Catching up with Burlington expat David Satori of Beats Antique
David Satori is coming home, at least for a night. The Burlington native has been traveling the globe with San Francisco-based trio Beats Antique , who meld unwieldy styles and influences into a rare and wondrous spectacle. Think performance art and hot-blooded, down-and-dirty dance music. Oh, and belly dancing. Lots of belly dancing.
The multi-instrumentalist and producer graduated Burlington High School in 1997, then headed west to study music in California, with a specific focus in world music. Satori’s curiosity eventually led him to Africa, where he delved deeper into West African rhythms, studying and playing with some of that region’s greats, including Fela Kuti’s son Femi Kuti.
With Beats Antique, Satori fuses his passion for world music with an unlikely assortment of Western styles, including electronic dance music, hip-hop, jazz and rock. But what sets the band apart is Zöe Jakes . The classically trained dancer interprets her band’s music through a whirling blend of ballet, burlesque, urban dance and, yes, belly dancing. Her movement lends a sensual visual aesthetic to the live show, which is thus as compelling to watch as it is to hear.
In advance of Beats Antique’s performance at the Higher Ground Ballroom on Wednesday, April 27, we spoke with Satori by phone from Baltimore.
SEVEN DAYS: When you were growing up in Burlington, did you ever imagine you’d be touring with an electro-world-roots-belly-dance band?
DAVID SATORI: I did not. I actually didn’t think I’d be part of any band that way. I always wanted to be part of a band, but certainly didn’t know it would take this form.
SD: What sorts of music were you involved with here?
DS: I had a great teacher, a guitar player, Steve Blair . He had a big impact on me, taught me about jazz, how to produce music and write music. At the same time, I was into Phish and Jazz Mandolin Project. Aram Bedrosian  [Gordon Stone Band] was a schoolmate of mine, and we used to play and jam together. Actually, he’s going to sit in at the [Higher Ground] show and play some bass. He’s a good friend. I also used to go to a lot of punk shows at 242 [Main].
SD: I bet we were at a lot of the same shows. After high school you went to California and studied world music. What is it about world music that attracted you?
DS: I think it’s the nature of the melodies. Those scales and harmonies I just gravitate toward a little more than straight Western music or pop music. I’m more intrigued by quirky and interesting music, and then just deep, beautiful, old traditional music that’s stood the test of time. I feel a connection to it.
SD: What was it like to play with Femi Kuti?

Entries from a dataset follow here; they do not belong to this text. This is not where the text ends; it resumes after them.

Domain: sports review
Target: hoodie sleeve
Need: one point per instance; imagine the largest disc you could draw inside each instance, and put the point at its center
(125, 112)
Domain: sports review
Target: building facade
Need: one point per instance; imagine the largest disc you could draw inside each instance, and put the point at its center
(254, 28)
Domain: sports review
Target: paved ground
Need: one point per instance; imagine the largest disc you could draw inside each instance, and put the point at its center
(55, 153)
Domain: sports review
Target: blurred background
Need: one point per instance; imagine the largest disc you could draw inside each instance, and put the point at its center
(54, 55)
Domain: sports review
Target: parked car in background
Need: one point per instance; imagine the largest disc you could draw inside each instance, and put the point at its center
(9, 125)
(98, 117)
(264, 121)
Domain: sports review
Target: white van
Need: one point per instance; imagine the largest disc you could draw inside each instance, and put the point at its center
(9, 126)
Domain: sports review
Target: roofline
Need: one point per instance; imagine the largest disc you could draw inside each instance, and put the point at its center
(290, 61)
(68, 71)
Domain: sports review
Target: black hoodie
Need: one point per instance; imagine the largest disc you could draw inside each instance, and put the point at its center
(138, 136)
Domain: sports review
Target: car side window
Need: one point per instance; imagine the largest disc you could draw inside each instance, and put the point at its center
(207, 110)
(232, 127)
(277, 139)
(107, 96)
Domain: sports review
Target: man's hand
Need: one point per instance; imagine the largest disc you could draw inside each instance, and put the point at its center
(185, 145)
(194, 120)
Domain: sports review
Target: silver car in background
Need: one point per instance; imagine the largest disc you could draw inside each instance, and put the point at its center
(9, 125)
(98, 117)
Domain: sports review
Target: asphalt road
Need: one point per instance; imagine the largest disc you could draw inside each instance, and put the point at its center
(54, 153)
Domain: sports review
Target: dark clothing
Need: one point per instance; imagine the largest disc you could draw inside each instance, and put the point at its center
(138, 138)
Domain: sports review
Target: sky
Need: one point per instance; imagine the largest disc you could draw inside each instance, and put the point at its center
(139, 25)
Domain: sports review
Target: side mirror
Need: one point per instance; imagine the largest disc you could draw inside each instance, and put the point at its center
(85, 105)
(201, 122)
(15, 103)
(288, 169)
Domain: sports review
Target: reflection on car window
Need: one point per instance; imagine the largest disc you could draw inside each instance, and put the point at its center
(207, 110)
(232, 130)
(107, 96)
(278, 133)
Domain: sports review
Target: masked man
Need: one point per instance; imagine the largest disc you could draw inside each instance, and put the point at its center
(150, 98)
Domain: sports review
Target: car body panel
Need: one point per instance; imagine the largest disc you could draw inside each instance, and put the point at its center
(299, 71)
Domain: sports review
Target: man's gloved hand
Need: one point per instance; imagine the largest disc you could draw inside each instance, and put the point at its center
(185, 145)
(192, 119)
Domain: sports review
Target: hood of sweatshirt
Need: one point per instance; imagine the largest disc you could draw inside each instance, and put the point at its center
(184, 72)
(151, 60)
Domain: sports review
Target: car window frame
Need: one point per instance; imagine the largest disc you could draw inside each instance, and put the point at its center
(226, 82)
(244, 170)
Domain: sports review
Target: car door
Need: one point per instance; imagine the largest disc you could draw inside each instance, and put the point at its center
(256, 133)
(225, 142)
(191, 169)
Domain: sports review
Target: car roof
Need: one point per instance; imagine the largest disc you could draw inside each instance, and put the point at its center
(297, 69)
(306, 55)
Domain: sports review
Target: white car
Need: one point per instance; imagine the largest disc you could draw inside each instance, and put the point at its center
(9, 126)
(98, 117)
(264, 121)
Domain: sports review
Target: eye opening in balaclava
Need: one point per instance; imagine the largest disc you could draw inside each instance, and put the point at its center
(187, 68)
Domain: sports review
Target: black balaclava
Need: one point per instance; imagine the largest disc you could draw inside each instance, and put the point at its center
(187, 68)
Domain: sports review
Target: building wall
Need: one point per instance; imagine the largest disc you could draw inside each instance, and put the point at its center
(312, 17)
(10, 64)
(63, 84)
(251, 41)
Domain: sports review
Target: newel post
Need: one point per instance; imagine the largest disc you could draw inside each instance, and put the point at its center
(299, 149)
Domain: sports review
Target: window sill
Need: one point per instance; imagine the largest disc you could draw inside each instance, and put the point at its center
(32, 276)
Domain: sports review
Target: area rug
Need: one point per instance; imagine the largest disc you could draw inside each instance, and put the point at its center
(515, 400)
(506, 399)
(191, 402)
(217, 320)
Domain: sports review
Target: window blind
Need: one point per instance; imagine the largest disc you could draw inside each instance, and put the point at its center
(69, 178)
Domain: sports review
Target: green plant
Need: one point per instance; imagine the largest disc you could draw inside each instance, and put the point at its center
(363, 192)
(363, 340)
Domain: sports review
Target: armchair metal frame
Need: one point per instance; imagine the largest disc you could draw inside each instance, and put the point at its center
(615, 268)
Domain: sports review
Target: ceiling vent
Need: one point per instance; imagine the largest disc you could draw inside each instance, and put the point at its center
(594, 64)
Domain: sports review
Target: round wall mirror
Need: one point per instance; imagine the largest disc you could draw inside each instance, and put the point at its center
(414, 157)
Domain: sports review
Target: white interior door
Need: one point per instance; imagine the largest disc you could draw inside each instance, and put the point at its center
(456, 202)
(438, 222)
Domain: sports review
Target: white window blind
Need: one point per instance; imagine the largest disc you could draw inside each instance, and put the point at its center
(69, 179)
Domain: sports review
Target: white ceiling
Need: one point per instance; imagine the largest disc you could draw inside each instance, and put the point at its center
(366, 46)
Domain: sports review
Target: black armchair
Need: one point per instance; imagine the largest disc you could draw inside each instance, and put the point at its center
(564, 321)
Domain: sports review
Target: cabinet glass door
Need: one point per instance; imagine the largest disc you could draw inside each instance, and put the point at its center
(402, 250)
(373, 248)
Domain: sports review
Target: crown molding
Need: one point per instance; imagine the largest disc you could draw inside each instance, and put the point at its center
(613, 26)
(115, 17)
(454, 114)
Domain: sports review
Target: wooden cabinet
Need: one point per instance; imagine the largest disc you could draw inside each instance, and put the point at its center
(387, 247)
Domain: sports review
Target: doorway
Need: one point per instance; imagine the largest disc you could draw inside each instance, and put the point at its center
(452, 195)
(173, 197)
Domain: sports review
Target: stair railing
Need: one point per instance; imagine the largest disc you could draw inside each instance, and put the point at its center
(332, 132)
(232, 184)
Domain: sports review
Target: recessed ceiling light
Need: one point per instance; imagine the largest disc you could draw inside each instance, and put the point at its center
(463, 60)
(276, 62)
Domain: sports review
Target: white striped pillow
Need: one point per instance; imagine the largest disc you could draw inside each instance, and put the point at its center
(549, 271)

DS: I was with a band in San Francisco called Aphrodesia , and we had this crazy idea to go to West Africa and hang out with the musicians we were influenced by. And we had the chance to play with Femi in Nigeria for two nights. We were the first American band that had ever gone to Nigeria and played with him there. It was a really cool experience. It was wild.
SD: Beats Antique take those world influences and meld them with some pretty aggressive Western styles. What are some of the challenges making those pieces fit?
DS: Well, it’s really easy for anyone to take a sample of some Indian vocal melody and slap it over a hip-hop beat. Anyone can do it. So, our way is to get in there and compose our own melodies, develop our own beats and make the parts melt together in a more organic way than a synthetic, collage way. We want it to fit together and make sense rather than have two strange things just slapped together.
SD: I imagine that could be a daunting task.
DS: That’s our challenge. And sometimes it does feel slapped together, so we have to work it until it feels more natural, you know?
SD: Your live show is wild and seems centered on dance as much as music. Does one idiom influence your work more than the other?
DS: The band originated by making an album for dance. So our live show is really based around dance music and, specifically, in the beginning, belly-dance music. But it’s really morphed into a lot of different genres, from vaudeville to burlesque to ballet and more modern genres. We’re combining a lot of different stuff. So, that dance influence on our compositions and productions is really showcased live.
SD: When you’re writing, how much do you focus on the fact that you’re composing for dance?
DS: We’re really based on what music comes naturally to us. If it’s something that naturally makes you feel good or makes sense for a dance piece, then great. But we still have pieces that aren’t easy to dance to or weren’t made just for dance. There are definitely pieces that are made just for the sake of making music. But Zöe has a big influence on arranging the music and bringing in choreographers, and that perspective makes for a really unique way of creating music.
SD: Last question. What’s your favorite thing to do in Burlington when you come home?
DS: Going to Ahli Baba’s and getting a falafel, then to Muddy Waters and gettin’ my coffee.